Explosive destruction of a Pliocene hot lava dome underwater: Dogashima (Japan)
Jutzeler, M and McPhie, J and Allen, SR, Explosive destruction of a Pliocene hot lava dome underwater: Dogashima (Japan), Journal of Volcanology and Geothermal Research, 304 pp. 75-81. ISSN 0377-0273 (2015) [Refereed Article]
Transition from effusive to explosive volcanism is common during subaerial eruptions, and here we demonstrate that this behavior is also possible underwater. The pyroclastic facies produced underwater are distinctive and can be used to distinguish subaqueous from subaerial eruptions and depositional settings.
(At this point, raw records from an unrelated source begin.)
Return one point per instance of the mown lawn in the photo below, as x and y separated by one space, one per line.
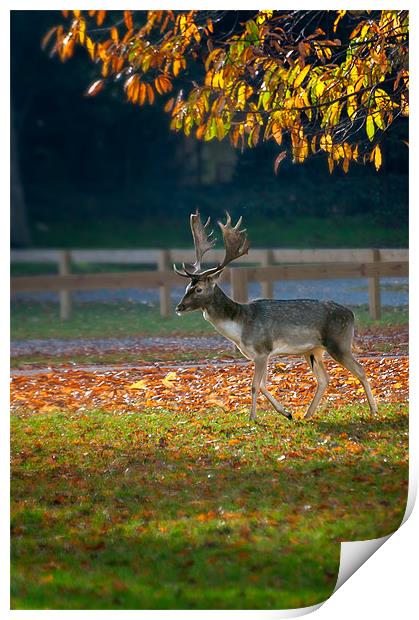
169 510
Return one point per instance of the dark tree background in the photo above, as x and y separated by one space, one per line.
83 164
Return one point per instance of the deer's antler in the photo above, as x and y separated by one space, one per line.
202 242
235 242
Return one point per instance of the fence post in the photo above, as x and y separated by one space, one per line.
64 268
163 265
374 293
267 287
238 279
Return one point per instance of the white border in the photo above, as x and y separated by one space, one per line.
386 585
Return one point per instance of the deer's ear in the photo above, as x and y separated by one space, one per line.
213 279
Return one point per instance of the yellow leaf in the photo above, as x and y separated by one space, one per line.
377 157
345 165
300 77
90 46
169 378
138 385
176 67
370 127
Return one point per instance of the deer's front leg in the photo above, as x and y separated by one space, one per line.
259 371
275 404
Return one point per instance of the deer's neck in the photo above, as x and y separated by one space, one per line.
221 308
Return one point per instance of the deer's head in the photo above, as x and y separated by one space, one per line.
202 282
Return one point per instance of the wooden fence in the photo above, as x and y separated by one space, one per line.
264 266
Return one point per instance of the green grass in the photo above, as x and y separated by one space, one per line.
159 510
94 320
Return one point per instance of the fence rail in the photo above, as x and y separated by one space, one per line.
299 265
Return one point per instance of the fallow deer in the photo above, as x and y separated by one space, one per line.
267 327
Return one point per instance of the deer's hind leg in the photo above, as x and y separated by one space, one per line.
347 360
315 361
258 374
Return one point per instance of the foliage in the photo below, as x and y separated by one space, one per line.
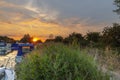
58 62
26 38
111 35
93 37
7 39
117 3
75 38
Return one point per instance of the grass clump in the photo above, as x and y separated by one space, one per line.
58 62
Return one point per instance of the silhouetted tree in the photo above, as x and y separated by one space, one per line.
7 39
26 38
111 35
117 3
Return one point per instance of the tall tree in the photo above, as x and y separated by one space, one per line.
117 3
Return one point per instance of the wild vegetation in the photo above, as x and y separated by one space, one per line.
59 62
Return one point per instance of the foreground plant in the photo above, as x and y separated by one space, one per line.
59 62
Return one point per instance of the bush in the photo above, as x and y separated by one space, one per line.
58 62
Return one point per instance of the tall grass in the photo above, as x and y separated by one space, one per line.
59 62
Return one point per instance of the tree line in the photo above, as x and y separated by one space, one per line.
110 37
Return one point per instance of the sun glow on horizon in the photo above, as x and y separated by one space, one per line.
35 39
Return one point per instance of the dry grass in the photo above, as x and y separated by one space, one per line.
108 59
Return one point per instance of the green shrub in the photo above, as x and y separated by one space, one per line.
58 62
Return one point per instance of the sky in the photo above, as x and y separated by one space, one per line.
40 18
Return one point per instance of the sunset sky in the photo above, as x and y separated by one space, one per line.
40 18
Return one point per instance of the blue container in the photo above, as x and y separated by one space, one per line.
14 46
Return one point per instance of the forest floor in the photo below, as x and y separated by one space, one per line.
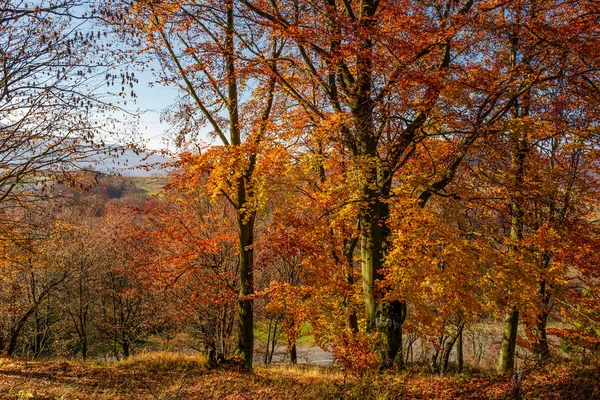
176 376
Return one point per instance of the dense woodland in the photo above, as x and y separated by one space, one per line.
404 182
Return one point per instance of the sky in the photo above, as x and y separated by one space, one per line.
151 102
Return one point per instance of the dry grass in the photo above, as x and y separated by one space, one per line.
179 376
164 362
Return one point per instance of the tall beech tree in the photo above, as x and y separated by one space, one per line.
395 76
225 69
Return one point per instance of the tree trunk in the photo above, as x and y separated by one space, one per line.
245 346
459 353
448 349
540 346
293 354
126 348
509 342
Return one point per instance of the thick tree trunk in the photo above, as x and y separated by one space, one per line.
371 246
245 346
509 342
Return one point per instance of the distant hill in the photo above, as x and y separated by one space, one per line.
126 162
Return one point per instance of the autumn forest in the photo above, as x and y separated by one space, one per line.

The Pliocene Dogashima Formation (Izu Peninsula, Japan) is a pumice-rich succession originally deposited in an open-marine, below wave-base setting (Jutzeler et al., 2014a). A thick, clast-supported, gray andesite breccia composed of very coarse, dense andesite clasts with quenched margins was sourced from disintegration of an active lava dome. Overall, the gray andesite breccia is gradationally to sharply overlain by thick, graded, clast-supported white pumice breccia chiefly composed of angular pumice clasts and free broken crystals. Regional setting and distinctive facies show that this succession was produced by a fully underwater, magmatic volatile-driven, pumice-forming explosive eruption. The gradational contact between the two breccias, compositional similarities, rare mingled clasts, and fluidal textures in the gray andesite clasts suggest that the explosive eruption destroyed a hot lava dome and generated an eruption-fed, high-concentration density current. In most places, the coarsest hot lava dome fragments were deposited first, followed by the lower density white pumice clasts. The low amount of fine (< 2 mm) components, well-developed hydraulically controlled grading and sorting, clast angularity, and very coarse dome-derived clasts, some including well-defined quenched margins and common fluidal textures, distinguish the products of subaqueous effusive-to-explosive eruptions from their subaerial counterparts.